McKinley Morganfield (Muddy Waters) – April 30th in African American History

McKinley Morganfield (Muddy Waters) April 30, 1983 McKinley Morganfield (Muddy Waters), blues musician and “the father of Chicago Blues,” died.

Waters was born April 4, 1913 in Issaquena County, Mississippi. He started out playing the harmonica but by age 17 he was playing the guitar at parties. In 1943, Waters moved to Chicago and drove a truck and worked in a factory by day and performed at night. Waters had his first big hits in 1948 with “I Can’t Be Satisfied” and “I Feel Like Going Home.” Other hits include “Rollin’ Stone” (1950), “Hoochie Coochie Man” (1954), “Mannish Boy” (1955), and “Got My Mojo Working” (1956), all of which have been listed by the Rock and Roll Hall of Fame as amongst the 500 Songs That Shaped Rock and Roll.

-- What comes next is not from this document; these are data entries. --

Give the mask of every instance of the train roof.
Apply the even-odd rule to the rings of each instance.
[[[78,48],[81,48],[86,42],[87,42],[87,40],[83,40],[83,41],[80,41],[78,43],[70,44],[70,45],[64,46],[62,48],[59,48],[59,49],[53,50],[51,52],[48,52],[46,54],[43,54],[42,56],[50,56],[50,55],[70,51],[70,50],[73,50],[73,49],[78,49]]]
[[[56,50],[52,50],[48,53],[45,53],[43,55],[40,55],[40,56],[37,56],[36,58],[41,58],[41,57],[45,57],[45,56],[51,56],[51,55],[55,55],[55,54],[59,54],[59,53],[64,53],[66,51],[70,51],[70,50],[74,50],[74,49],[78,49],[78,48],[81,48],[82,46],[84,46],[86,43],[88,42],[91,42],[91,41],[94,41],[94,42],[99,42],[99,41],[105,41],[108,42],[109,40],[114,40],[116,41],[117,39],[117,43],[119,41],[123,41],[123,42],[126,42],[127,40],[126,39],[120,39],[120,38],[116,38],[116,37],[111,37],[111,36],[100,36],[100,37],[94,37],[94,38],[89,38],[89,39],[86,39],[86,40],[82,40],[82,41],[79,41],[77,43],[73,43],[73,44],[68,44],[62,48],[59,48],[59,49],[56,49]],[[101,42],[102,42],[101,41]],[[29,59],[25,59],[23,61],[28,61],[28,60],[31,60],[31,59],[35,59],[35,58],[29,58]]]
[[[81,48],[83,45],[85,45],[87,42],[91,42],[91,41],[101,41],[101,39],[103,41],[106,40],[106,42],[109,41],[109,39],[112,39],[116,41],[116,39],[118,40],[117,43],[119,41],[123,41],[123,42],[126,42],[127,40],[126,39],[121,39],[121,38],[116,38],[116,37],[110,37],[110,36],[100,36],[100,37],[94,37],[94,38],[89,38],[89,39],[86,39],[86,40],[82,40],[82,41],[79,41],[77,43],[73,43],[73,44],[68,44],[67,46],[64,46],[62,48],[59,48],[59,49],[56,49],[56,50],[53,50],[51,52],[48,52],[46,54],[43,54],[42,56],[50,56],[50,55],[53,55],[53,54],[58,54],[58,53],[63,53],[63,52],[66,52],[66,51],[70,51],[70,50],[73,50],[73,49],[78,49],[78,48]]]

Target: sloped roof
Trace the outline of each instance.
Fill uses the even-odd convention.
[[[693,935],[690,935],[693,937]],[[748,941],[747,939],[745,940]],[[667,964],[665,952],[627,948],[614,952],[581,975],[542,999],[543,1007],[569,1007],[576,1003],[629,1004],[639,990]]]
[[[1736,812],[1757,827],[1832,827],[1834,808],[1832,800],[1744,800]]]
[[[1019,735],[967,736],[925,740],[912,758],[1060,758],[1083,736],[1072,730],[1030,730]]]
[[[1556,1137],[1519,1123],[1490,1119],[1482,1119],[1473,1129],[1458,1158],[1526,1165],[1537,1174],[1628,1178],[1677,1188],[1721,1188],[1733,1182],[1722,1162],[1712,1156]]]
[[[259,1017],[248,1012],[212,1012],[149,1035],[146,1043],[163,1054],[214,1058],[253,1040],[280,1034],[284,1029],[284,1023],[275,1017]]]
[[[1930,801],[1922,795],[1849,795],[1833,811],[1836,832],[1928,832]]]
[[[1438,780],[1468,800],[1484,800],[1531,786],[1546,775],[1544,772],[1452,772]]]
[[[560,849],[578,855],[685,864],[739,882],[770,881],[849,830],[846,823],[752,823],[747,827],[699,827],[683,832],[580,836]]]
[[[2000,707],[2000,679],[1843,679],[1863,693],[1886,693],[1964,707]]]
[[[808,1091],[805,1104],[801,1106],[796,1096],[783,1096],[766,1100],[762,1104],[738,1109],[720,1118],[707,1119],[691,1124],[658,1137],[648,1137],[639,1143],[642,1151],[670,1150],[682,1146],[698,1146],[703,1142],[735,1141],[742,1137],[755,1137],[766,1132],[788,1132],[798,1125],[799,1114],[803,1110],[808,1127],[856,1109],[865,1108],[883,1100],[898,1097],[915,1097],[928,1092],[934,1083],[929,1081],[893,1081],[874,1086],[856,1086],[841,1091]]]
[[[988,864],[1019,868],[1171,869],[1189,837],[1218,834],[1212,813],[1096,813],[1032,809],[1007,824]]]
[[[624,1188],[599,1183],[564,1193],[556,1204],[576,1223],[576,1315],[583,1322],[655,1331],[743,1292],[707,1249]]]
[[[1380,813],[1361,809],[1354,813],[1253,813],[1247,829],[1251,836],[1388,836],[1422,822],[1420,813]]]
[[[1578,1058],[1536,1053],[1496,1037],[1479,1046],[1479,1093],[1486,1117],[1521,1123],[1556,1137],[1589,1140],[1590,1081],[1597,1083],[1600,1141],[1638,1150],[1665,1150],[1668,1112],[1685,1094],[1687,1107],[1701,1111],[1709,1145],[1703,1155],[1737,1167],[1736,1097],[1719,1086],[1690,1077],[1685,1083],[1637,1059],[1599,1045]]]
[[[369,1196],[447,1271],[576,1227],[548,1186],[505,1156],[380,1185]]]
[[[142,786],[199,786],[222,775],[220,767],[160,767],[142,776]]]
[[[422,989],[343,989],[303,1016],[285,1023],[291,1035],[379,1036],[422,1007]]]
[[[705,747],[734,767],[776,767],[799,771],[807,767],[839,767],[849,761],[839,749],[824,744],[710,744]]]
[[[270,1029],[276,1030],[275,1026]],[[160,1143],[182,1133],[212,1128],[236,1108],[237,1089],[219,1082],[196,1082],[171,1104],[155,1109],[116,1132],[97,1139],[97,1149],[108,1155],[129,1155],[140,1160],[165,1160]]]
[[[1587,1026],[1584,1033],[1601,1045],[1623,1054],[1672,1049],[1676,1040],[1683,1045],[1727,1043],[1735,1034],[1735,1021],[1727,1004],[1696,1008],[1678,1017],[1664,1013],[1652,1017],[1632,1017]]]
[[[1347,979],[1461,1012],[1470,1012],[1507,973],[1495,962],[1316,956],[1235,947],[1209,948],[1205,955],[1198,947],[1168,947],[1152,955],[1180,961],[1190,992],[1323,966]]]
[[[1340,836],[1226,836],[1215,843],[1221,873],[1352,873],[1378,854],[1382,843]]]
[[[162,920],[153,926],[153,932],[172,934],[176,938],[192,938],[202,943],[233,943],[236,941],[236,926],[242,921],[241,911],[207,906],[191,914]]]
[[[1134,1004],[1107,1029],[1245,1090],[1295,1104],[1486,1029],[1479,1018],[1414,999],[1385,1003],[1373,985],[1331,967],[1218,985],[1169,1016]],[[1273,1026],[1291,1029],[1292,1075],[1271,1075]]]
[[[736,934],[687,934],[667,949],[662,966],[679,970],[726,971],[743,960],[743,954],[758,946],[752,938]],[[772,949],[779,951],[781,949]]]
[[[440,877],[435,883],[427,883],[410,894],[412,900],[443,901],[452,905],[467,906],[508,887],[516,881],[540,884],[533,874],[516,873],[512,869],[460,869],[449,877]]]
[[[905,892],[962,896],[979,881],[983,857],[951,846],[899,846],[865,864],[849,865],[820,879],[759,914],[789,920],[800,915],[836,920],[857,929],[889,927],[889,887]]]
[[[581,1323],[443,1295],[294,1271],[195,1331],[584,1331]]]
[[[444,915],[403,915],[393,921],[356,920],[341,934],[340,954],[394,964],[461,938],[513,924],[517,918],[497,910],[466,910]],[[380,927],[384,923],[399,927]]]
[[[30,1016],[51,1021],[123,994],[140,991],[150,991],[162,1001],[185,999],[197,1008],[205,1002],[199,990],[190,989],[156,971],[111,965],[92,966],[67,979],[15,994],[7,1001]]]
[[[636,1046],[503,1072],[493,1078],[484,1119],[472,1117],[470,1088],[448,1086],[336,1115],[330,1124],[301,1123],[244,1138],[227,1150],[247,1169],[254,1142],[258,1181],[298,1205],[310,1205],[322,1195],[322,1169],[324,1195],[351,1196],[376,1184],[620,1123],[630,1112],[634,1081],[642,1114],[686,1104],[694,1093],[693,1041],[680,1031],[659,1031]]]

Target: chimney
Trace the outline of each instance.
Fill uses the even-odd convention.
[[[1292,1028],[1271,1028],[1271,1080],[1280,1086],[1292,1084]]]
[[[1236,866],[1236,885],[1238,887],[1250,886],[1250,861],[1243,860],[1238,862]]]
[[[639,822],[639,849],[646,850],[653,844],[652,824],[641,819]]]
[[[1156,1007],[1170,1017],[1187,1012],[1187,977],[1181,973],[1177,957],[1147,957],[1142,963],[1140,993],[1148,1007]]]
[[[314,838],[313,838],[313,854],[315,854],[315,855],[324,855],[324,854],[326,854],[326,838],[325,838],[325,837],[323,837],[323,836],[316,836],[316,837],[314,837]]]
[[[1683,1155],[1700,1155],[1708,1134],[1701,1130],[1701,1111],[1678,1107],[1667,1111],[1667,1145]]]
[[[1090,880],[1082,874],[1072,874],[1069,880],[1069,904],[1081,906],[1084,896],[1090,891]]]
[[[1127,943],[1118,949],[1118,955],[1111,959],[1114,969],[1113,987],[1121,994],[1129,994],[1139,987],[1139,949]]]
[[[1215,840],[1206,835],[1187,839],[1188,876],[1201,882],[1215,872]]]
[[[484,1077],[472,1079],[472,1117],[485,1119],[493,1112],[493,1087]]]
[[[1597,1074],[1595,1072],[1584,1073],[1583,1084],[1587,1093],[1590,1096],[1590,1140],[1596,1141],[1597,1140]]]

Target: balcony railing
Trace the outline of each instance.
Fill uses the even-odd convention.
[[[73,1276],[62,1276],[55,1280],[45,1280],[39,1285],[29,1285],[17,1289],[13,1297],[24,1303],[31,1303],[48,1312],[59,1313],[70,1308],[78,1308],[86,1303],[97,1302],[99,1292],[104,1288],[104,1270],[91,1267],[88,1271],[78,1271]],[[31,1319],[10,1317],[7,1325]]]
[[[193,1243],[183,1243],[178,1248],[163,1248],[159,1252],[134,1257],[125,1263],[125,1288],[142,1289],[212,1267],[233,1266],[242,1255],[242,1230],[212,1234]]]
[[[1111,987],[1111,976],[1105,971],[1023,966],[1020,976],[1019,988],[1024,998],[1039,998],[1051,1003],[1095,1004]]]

Waters won Grammy Awards for Best Ethnic or Traditional Folk in 1971, 1972, 1975, 1977, 1978, and 1979. He was inducted into the Blues Foundation Hall of Fame in 1980. In 1987, Waters was posthumously inducted into the Rock and Roll Hall of Fame and in 1992 he was given a Grammy Lifetime Achievement Award. In 1994, the United States Postal Service issued a commemorative postage stamp in his honor. His biography, “Can’t Be Satisfied: The Life and Times of Muddy Waters,” was published in 2002.